At its peak the town's population reached 5000. However, in 1968 the SECV decided to demolish the town to make way for further mining. Despite an attempted green ban to save the town, by 1983 demolition was complete, the underlying brown coal reserves being used to feed the Yallourn W Power Station. Many of the people who were relocated from Yallourn built homes in Moe, Morwell, Newborough, Traralgon, Yallourn North and other surrounding towns in the Latrobe Valley.

Many of the houses from the town were removed, either to these nearby towns, or on occasion moved further afield. The timber-framed buildings were reclad, although most retained their characteristic Yallourn tiled roof. The SECV developed some properties, particularly in small developments in nearby Newborough where Yallourn houses were removed and samples of the conversions that were possible were showcased.
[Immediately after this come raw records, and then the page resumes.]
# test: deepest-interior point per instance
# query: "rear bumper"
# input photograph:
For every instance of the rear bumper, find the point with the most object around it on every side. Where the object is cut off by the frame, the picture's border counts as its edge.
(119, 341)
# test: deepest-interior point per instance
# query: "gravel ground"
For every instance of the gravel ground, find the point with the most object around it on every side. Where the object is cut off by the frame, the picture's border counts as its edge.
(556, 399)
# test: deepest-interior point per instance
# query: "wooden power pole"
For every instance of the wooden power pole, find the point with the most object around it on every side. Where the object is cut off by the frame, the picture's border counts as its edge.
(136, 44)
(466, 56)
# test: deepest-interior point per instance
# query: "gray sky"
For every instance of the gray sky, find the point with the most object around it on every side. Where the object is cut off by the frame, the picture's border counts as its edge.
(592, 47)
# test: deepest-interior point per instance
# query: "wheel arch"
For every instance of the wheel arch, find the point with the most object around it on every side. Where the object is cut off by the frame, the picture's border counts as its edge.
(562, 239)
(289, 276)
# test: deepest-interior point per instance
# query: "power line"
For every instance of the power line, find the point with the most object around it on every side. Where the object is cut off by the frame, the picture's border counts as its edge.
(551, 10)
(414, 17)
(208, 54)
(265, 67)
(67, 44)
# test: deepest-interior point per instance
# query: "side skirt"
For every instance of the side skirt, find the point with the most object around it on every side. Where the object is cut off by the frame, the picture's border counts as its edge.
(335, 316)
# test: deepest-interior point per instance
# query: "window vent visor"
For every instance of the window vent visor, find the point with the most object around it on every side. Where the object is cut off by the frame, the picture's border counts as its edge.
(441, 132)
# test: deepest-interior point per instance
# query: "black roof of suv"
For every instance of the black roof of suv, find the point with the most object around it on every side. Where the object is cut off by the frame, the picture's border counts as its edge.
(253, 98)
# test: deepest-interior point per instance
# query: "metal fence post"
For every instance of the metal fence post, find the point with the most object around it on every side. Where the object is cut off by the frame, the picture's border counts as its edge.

These transplanted Yallourn homes remain popular with former Yallourn residents.

==Sport==
Golfers play at the course of the Yallourn Golf Club on Golf Links Road in neighbouring Yallourn Heights.

In 1951 Yallourn was the champion soccer club in the state of Victoria.

In June 1952, during the 1952 VFL season, a senior Victorian Football League (VFL) game between Footscray and St Kilda was played at Yallourn Oval, with St Kilda being victorious. The match was organised as part of an effort by the Australian National Football Council (ANFC) to promote the sport, and the other matches in the round were played in Albury, Brisbane, Euroa, Hobart, and Sydney (all non-standard venues). The match in Yallourn was affected by rain, but still drew a crowd estimated at 3,500 people.
==Notable residents==
- Gaele Sobott, author, born in Yallourn
- Marjorie Thorpe, Aboriginal activist, daughter of Alma Thorpe and mother of politician Lidia Thorpe, coordinator of SNAICC as well as director of the Victorian Aboriginal Child Care Agency
- Pat Kennelly Victorian Labour Party Senator for Victoria from 1953 to 1971
- Gary Wiggins, professional cyclist

== Documentaries ==
In 1974 the SECV made a living history documentary about Yallourn, Born to Die. In June 2008, the ABC Radio program Hindsight presented a two-hour radio documentary about the history of Yallourn, The Model Town and the Machine: A History of Yallourn.

==In music==
The Weddings, Parties, Anything song Industrial town is about Yallourn. The band's frontman Mick Thomas was born in Yallourn and lived there as a child, where his father worked for the SECV.